I was now a member of a narrow class. Few FBI agents indicted on felony charges take the case to trial. Fewer still win acquittal, and only a handful of those choose to remain with the bureau. I brought a perspective few of my brethren could match. Most agents saw things in black and white; I started seeing shades of gray. I understood that just because someone made a mistake in judgment, it didn’t make him evil. Perhaps as important, I also now knew what most suspects, guilty or innocent, truly feared, and what they wanted to hear. My newfound ability to see both sides of a situation—to think and feel like the accused—was invaluable. I knew it would make me a better agent, especially undercover.
But what kind of agent did I want to be?
One evening, I sat alone at my piano and played a Chopin “Fantasie.” It was a favorite from my days as a piano performance major in college, but one I had not played in years. As I got lost in the piece, I thought about the rush I’d gotten when we recovered the Chinese orb and Rodin statue, what it felt like to hold history in your hands. My thoughts bounced with the music, and settled on the inspirational pianist Van Cliburn. He always impressed me, the way he came from such lowly roots, and used his insatiable drive and talent to win the Tchaikovsky competition in Moscow at the height of the Cold War, showing unprecedented courage at a time when Americans had little hope of winning anything in Russia. I decided that, like him, I was going to take a chance and channel my energies toward making a difference in the world.
And finally it hit me: I was uniquely positioned to do something about art crime. Here I was, already an FBI agent with a track record of working art crime cases and, in the case of the jewelry-store robberies, leading a team effort that had solved a complex crime. What’s more, I’d worked on my own to become a bit of an expert in several fields. In the five-year period between the accident and my acquittal, I’d studied in classrooms as diverse as flea markets and the Barnes, mastering the nuances of everything from collectibles to fine art. While I specialized in baseball cards, Civil War relics, Japanese collectibles, antique guns, and Impressionist art, I knew the knowledge and skills I was honing could be used in almost any medium.

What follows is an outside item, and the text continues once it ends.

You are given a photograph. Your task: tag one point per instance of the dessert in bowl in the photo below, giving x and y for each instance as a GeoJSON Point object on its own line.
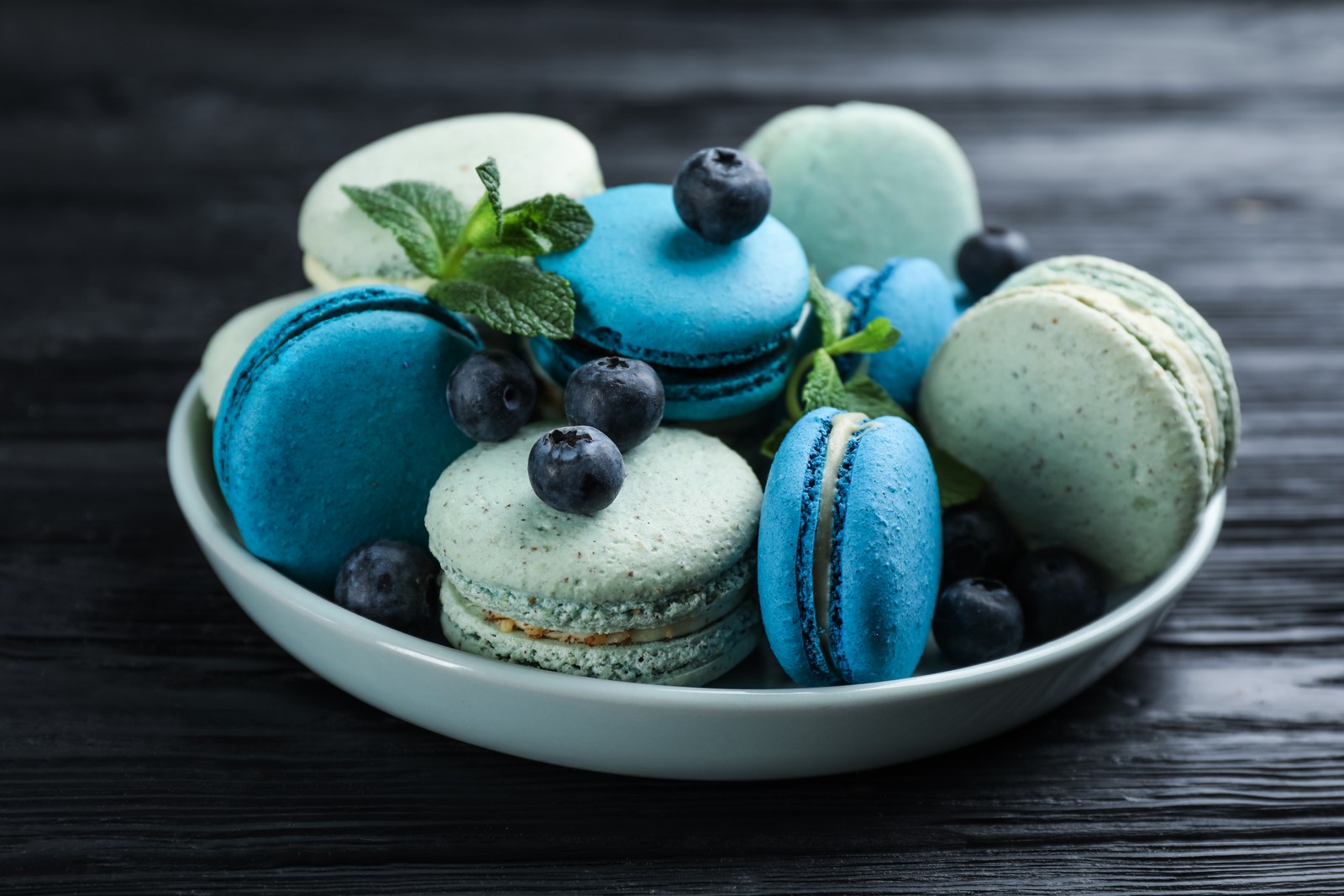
{"type": "Point", "coordinates": [627, 555]}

I could now walk into any collectibles, antiques, or fine art forum and mingle and barter with confidence. I knew that a mint condition Mickey Mantle rookie card was worth twice as much as a rookie Joe DiMaggio, that a Custer autograph was far more valuable than one from Robert E. Lee. I could spot a Soutine in a second and explain how his constructive use of color was influenced by Cézanne, and just as easily discuss Boucher’s eighteenth-century influences on Modigliani’s nineteenth-century nudes. I could explain the difference between provenance (the ownership history of a work of art) and provenience (information about the spot where an antiquity came out of the ground). I could credibly hold forth on the differences between the Colt revolver Texas Ranger Sam Walker carried into his final battle and the one Roosevelt carried up San Juan Hill. Along the East Coast, I knew most of the big players, which shows to attend and whom to trust.